It is next to impossible to believe that no prominent women of means could be found to contribute to the article, especially since, by default, non-profit boards are often the only boards women have access to! With women comprising only 16 percent of public corporate boards, there are a lot of very accomplished, wealthy women available to add great value to non-profits. And they do. In fact, they already make up a much larger percentage of non-profit board seats.

Many of them have been interviewed for The Board Game: How Smart Women Become Corporate Directors, by Betsy Berkhemer-Credaire. The book notes that one good way for women to get noticed by prominent business men is to serve with them on a non-profit board and excel at a major task like fundraising. Since only a 14.3 percent of women in America hold senior executive positions in corporations, executive-level men are rarely exposed to competent female leaders in their business-dealings.

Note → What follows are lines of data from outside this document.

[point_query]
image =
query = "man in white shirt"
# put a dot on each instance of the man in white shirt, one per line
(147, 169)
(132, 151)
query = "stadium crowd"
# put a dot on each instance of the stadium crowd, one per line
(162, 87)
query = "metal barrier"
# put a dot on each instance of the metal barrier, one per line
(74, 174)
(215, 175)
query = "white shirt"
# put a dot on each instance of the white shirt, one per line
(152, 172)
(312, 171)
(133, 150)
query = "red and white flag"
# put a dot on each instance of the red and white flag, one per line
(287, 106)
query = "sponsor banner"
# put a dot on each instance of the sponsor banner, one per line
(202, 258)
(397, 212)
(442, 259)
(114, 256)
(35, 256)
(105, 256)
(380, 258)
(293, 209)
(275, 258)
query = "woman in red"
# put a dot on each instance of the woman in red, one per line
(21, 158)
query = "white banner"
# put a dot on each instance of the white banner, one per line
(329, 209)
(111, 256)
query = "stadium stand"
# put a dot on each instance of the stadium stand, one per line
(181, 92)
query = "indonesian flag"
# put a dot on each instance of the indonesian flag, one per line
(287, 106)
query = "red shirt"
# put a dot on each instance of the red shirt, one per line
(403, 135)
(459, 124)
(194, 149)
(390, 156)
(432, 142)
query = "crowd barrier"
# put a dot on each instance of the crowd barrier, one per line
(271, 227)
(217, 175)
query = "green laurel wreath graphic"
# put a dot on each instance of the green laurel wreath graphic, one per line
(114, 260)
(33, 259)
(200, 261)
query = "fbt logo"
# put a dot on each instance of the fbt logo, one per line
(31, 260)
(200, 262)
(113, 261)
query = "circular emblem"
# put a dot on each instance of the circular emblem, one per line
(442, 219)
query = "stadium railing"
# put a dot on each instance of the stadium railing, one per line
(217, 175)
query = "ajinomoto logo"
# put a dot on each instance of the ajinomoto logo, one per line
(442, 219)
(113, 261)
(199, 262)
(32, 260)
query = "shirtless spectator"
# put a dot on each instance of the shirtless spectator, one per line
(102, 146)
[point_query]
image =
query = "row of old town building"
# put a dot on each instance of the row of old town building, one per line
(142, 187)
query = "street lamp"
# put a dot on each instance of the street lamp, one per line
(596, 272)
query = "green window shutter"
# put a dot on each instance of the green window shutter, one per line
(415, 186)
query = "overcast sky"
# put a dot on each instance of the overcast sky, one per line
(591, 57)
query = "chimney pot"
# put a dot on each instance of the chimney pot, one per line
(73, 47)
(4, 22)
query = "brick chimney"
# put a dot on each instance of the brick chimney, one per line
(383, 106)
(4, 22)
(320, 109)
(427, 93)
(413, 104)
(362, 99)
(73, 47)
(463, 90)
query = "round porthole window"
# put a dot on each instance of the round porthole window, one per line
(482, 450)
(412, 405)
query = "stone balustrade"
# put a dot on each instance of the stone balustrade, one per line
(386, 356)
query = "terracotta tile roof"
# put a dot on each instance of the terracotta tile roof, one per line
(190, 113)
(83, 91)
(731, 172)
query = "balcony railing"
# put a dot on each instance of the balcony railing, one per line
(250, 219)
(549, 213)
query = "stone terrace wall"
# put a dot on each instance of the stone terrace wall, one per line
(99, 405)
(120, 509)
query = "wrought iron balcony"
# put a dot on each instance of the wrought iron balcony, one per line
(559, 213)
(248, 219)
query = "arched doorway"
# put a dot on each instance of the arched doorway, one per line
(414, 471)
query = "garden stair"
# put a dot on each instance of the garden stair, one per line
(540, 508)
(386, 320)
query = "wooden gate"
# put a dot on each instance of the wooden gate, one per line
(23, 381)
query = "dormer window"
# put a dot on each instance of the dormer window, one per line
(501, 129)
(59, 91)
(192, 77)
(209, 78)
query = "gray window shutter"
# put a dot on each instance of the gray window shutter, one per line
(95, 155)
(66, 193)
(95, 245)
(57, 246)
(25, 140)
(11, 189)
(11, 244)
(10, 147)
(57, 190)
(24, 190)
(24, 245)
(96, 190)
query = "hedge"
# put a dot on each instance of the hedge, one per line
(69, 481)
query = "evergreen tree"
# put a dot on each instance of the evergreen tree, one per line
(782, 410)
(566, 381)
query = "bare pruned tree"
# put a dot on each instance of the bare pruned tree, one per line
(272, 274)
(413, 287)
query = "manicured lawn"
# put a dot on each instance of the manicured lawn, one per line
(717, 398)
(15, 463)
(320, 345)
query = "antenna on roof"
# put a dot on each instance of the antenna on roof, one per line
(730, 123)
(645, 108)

For example, Lulu Wang, CEO of Tupelo Capital Management in New York City sits on the boards of the Metropolitan Museum of Art, Asia Society and Rockefeller University -- boards she refers to as "high octane" nonprofits -- an easy telephone call away from a reporter from the New York Times.

And he needs look no further for women directors than the New York Historical Society which was lavishly praised in the article. Pam Shafler is the Chair of the Board of Trustees, and Louise Mirrer, the president and CEO.

Ellen Futter is the president of the trustees of the very well known and fabulous American Museum of Natural History in New York. If the reporter couldn't get in touch with Ms. Futter, he could have asked for vice chair Fiona Druckenmiller.

Then there is the New York Public Library, highly visible in New York because of the controversy surrounding its planned renovation. Anne De La Renta is the vice chair and prominent philanthropist Susan Newhouse is on the Library board and many others.

Since the article focused a lot of attention on Lincoln Center, it might be of interest for readers to know that the chair of the board of Lincoln Center is a woman -- Katherine Farley, and Laurie Tisch and Ann Ziff are vice chairs.

While I have to salute the Times for all the great articles they do about the dearth of women on corporate boards, I find it strange that not a single woman is named in the Saturday piece on being a board member of a non-profit. (Women are in the photograph, however.)

It's not that those of us who value our cultural and charitable institutions aren't grateful for the good work of the men interviewed. But it's appalling and unfair that even in non-profits where women are outstanding leaders, men still get the spotlight!